2.6. Telemonitored CPAP Therapy: Real Costs—Cost-Effectiveness

Few studies have focused on the cost-effectiveness of TMg. Turino et al. have analyzed the treatment and follow-up costs (direct and indirect) in a cohort of 100 TMg-followed CPAP patients [20]. Clinical outcomes were similar in both groups. Three-month costs were lower in the TMg arm vs. UC: 124 Euro versus 171 Euro. In a previous study, Isetta et al. calculated the cost-effectiveness of a TM program versus UC in 139 newly-diagnosed OSA patients [21]. At 6 months, clinical outcomes were similar in both groups and lower costs were billed in the TM arm. When considering medical visits, time to travel to the hospital, and time out of work, the mean cost was 168 Euro in the TM arm and 180 Euro in the control arm, despite the higher number of extra visits to nurses and physicians in the TM arm. The impact of TMg on cost effectiveness seems to be positive but it is not yet clear due to the paucity of the current data [27].

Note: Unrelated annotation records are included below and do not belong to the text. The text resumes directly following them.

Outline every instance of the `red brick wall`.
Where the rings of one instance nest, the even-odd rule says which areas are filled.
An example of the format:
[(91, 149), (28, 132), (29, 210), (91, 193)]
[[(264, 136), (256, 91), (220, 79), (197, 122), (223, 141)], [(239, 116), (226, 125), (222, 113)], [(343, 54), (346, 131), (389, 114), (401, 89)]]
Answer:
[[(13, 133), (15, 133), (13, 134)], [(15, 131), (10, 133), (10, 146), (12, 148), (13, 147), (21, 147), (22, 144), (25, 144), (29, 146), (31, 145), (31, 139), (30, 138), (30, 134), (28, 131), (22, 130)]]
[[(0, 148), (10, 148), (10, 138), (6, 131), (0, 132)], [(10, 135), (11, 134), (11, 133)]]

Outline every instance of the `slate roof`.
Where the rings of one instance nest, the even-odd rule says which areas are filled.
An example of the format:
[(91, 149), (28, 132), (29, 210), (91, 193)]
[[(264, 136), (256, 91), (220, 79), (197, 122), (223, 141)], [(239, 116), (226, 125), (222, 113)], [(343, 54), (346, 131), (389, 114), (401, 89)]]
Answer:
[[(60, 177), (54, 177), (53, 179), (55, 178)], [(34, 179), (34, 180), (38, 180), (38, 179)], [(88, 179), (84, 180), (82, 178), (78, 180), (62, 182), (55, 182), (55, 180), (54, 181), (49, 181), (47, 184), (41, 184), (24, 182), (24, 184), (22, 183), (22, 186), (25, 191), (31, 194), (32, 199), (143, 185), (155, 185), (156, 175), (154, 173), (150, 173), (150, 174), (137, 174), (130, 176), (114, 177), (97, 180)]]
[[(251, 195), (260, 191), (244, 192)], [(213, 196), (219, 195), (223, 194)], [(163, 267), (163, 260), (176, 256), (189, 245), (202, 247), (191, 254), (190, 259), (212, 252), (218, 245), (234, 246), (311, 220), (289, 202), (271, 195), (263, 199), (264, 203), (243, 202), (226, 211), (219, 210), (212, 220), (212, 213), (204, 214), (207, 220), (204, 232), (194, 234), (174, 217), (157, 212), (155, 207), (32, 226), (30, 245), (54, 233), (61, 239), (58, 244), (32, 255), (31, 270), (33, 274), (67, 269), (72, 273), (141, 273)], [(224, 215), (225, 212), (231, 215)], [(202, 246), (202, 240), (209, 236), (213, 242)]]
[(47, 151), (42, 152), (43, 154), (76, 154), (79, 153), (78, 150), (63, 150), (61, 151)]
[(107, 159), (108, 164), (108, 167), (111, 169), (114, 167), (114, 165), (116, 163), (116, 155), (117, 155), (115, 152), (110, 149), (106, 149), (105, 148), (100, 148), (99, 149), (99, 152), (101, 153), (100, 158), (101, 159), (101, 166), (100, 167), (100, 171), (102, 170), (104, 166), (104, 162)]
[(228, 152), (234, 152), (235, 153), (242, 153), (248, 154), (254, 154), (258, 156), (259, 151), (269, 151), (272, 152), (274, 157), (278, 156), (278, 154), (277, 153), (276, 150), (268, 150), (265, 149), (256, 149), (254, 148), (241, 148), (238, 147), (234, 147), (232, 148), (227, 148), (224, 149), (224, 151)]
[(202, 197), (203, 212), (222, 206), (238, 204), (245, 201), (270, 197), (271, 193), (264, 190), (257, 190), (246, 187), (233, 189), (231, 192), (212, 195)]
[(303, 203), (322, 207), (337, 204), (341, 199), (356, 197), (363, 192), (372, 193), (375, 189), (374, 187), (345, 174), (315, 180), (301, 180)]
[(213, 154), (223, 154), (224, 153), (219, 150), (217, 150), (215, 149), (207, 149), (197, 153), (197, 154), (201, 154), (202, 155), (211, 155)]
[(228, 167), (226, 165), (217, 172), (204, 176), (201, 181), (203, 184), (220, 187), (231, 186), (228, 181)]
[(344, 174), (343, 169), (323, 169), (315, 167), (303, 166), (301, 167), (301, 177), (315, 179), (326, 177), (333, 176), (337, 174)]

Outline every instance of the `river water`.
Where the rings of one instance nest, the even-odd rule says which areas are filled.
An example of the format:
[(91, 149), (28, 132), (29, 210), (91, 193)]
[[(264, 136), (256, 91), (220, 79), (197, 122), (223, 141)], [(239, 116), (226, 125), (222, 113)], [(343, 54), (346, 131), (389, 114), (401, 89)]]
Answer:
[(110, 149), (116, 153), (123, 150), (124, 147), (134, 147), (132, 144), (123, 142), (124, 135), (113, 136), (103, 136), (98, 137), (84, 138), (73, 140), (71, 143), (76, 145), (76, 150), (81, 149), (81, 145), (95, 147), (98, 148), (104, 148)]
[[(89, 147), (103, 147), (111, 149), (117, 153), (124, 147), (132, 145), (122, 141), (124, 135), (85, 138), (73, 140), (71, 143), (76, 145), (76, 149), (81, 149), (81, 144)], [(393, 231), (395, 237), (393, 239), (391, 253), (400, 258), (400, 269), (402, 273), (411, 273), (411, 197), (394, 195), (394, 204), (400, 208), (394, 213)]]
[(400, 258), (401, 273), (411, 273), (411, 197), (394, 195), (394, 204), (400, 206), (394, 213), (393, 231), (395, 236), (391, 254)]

The direct cost of TMg is still very variable from one country to another and from one hospital to another, according to provider policy and to local healthcare reimbursement policies (authorities still lack reimbursement of such tools in many countries). What should really be included in the provider’s billing remains unclear at this time: the access to the cloud? access to the stored data? price per access or all-inclusive price? software maintenance of the cloud or platform? guarantee that the system will be supported for several years?
More than TMg billing, discussion of the generalization of a fee for healthcare professionals managing data and alerts of telemonitored patients should also be started, as this represents additional work for sleep professionals, and is not yet covered by healthcare insurance.